Pun Risma sampai melakukan pendekatan ke anggota DPR RI, Pramono Anung, agar permintaannya segera dikabulkan supaya Covid-19 di Surbaya bisa cepat menurun di tengah berita akan diaplikasikannya kebijakan New Normal oleh Jokowi di bulan Juni mendatang.
Kemarahan dari Risma pun dianggap wajar karena banyak warganya yang menanti untuk dites. Apalagi Surabaya adalah pusat dari Jawa Timur sehingga banyak yang berpikiran bahwa Surabaya harusnya yang didahulukan.
Sementara kubu yang membenarkan Khofifah beranggapan bahwa Khofifah sudah mengirimkan surat permohonan PCR terlebih dahulu kepada Gugus Tugas Covid-19 pusat sebelum Risma mengirimkannya kepada BNPB Jatim.
Duh, ada-ada saja. Padahal saat ini bukan musim Pilpres atau Pilkada Jatim, jadi buat apa menjatuhkan karakter seseorang dan buat apa cari muka di tengah bencana pandemi?
Netizen memang maha benar. Seolah-olah Covid-19 ini adalah drama panggung perpolitikan di Indonesia. Padahal semua elemen harusnya saling bersinergi baik antara kota, daerah dan pusat.
Akhirnya BNPBÂ memberikan klarifikasinya, dengan tidak membela Risma atau Khofifah. Menurutnya, mobil PCR itu tidak untuk Surabaya saja melainkan untuk semua daerah di Jawa Timur.

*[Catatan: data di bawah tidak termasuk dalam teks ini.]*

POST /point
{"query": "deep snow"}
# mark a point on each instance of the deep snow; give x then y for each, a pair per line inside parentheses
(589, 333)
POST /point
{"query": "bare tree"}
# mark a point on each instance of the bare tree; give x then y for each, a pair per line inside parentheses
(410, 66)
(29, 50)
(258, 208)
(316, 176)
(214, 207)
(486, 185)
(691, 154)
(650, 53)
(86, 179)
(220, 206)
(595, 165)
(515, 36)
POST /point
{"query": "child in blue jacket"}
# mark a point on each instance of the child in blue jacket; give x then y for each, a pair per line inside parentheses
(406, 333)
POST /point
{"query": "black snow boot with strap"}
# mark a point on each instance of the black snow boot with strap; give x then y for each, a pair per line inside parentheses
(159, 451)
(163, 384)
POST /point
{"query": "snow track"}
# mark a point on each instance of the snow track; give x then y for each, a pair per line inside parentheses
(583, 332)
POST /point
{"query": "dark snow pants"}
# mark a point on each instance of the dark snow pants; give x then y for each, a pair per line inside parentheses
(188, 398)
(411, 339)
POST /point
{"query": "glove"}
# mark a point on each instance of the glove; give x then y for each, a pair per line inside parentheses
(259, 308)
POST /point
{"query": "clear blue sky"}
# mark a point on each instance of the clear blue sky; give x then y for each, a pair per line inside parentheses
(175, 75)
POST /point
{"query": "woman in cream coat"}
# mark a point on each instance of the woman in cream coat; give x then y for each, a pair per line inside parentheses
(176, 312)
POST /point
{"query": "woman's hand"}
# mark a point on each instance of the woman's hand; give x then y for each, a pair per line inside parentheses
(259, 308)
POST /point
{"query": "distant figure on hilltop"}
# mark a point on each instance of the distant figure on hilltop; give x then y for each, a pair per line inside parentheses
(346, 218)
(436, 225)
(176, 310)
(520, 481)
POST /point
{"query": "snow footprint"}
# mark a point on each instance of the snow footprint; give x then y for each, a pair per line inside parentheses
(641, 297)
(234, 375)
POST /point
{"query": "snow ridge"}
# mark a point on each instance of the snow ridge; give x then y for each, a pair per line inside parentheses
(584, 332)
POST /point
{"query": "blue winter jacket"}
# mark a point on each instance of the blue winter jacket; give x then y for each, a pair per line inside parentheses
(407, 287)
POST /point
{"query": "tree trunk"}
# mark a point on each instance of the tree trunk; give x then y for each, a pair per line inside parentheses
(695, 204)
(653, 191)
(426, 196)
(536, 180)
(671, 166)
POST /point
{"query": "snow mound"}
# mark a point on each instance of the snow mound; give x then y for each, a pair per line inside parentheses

Apalagi banyak juga wilayah lain di luar Surabaya yang meminta mobil PCR tersebut sementara mobil PCR yang tersedia juga terbatas. Yah namanya banyak yang minta. Â
Sementara untuk kasus Surabaya ini diduga ada miskomunikasi yang tidak terjalin dengan baik antara Pemprov dengan Pemkot.
Kalau sudah begini adanya, apakah seorang pemimpin harus marah-marah dengan nada bicara tinggi? Atau memang marah-marah (marah dalam arti bentuk ketegasan) ini sangat dibutuhkan untuk agar Covid-19 ini cepat berlalu?
Namanya manusia, pasti wajarlah kadang marah. Namun yang tidak etis itu adalah mereka yang menyalahkan orang lain tanpa duduk bersama membicarakannya secara baik-baik.
Saya tidak menyalahkan Risma maupun Khofifah, hanya saja kadang media memperbesar masalah yang tadinya kecil menjadi besar.